A Bradford man, who has served more than 15 years of a life sentence for murder, was today enjoying his first day of freedom after the Law Lords ruled he had been wrongly convicted.

And as Donald Pendleton experienced his first moments of liberty since his arrest in 1985, he confessed: "I never thought I would see the outside again."

Mr Pendleton, now 56, and his co-defendant John Thorpe were convicted of murdering Telegraph & Argus seller Nobby Clark, whose body was discovered in Bradford Beck in 1971.

The pair were arrested when the investigation was reopened in 1985 after detectives received fresh information from a convicted villain about the 15-year-old crime. Mr Pendleton was jailed for life following a trial at Leeds Crown Court in July 1986

Ever since, Mr Pendleton, formerly of Brandon Clough, Buttershaw, has maintained his innocence despite losing two earlier legal battles to clear his name.

But in a bitter irony for him, Thorpe, formerly of Dorchester Crescent, Holme Wood, Bradford, who did not contest his conviction, was released from prison on parole some years ago.

Mr Pendleton's fight for justice ended in the House of Lords - the country's highest appeal court - where five Law Lords unanimously quashed the conviction against him.

Law experts believe that the landmark case could mean dozens of other convictions upheld by the Court of Appeal might have to be re-examined after the Law Lords made clear in their ruling that if appeal court judges think that a jury would have a reasonable doubt on a case because of fresh evidence they should refer it for re-trial.

After the hearing, his solicitor Jim Nichol, said the original case had hinged on police interviews made immediately after his arrest.

He said that Mr Pendleton, who was held for three days without a solicitor, originally told officers he was not at the scene of the murder.

But later, he changed his account to "get them off his back", saying he was with John Thorpe when he killed Mr Clark, but had not been involved himself.

Mr Nichol said: "The moment he saw a lawyer he told them he was nowhere near the scene.

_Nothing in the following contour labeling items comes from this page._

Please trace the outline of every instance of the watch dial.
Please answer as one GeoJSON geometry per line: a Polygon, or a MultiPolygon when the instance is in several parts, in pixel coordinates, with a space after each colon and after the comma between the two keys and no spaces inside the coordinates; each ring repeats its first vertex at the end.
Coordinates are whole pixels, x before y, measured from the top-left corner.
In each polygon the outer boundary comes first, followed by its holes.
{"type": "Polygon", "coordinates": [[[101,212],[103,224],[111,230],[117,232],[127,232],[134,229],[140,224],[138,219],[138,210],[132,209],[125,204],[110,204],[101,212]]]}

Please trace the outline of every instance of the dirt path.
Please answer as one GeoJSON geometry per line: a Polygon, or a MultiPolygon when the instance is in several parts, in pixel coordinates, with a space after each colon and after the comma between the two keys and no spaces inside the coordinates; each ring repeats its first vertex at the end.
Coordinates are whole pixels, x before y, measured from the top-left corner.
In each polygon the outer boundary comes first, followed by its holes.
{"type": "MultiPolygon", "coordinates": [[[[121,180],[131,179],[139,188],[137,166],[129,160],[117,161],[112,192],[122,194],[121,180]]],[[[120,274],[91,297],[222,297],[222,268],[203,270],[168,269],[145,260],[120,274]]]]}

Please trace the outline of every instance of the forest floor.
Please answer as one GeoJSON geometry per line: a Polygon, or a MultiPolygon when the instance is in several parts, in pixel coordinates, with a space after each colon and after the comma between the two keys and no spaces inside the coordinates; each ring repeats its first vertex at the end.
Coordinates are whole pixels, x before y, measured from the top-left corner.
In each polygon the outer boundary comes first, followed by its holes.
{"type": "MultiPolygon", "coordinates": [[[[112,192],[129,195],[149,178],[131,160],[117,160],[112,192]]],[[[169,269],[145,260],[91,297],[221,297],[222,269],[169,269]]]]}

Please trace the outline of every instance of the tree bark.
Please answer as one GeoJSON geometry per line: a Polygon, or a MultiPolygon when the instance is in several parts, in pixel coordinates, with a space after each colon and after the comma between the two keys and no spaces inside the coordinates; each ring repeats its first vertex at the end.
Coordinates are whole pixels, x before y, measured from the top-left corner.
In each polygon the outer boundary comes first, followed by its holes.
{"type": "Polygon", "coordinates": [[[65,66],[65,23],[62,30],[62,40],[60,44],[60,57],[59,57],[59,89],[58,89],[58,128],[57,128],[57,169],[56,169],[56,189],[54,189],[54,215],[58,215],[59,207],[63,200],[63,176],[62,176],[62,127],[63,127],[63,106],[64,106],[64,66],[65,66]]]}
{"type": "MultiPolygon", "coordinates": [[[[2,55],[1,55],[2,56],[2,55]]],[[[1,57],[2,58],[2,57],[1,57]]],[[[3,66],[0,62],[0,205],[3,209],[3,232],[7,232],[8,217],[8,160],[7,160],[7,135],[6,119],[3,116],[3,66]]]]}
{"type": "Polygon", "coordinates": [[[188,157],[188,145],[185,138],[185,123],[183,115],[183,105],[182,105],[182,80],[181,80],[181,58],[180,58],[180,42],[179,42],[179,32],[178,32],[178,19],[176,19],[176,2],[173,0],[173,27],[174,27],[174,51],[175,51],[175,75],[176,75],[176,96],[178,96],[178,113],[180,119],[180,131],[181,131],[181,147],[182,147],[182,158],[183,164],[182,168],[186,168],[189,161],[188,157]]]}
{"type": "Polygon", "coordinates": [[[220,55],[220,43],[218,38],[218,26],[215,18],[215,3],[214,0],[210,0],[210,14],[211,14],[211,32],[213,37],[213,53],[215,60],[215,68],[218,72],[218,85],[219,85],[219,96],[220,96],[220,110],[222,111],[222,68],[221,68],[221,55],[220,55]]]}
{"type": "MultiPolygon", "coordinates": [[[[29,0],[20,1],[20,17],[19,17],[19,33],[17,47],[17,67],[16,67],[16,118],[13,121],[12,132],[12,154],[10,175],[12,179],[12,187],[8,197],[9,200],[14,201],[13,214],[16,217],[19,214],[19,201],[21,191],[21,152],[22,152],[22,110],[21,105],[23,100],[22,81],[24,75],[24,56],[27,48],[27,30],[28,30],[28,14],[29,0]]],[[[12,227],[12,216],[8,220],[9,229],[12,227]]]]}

He explained that he had told the police officers whatever they wanted to hear because he was under so much pressure."

But, throughout the 1986 trial, Mr Pendleton's barristers had taken the "extraordinary" action of sticking to this false story, believing it was his best chance of being cleared, said Mr Nichol.

Yesterday the court heard how a forensic psychologist had described Mr Pendleton as a "psychologically vulnerable individual" who was "highly susceptible to giving in to leading questions and interrogative pressure".

Judge Bingham said the jury had not been able to hear Mr Pendleton's true version of events and it was "impossible to be sure the conviction was safe".

As he left Garth prison, near Leyland, Lancashire, last night Mr Pendleton said he was "over the moon", adding: "I have always protested my innocence and fought this case from day one. But to this day I never thought I would see the outside again.

"You get to the stage where you think you will never win, you will never see the outside again.

"You get knocked back time and time again but I am delighted the House of Lords finally ruled in my favour."

Mr Pendleton said he planned to stay with a friend for a few days before deciding what to do with his life.

"I'm just looking forward to relaxing and trying to adapt to the world out here. I bet it must have changed in more than 16 years."

Mr Nichol, who alongside Michael Mansfield QC has fought many high-profile miscarriage of justices, called it a "landmark decision" and added: "To my knowledge this is the first time a serving life prisoner has been released by the House of Lords."

He said it would prevent the Court of Appeal "acting like a jury" and could see many cases re-heard.

Mr Nichol said he was seeking compensation for Mr Pendleton but added: "Money will never compensate what he has been through.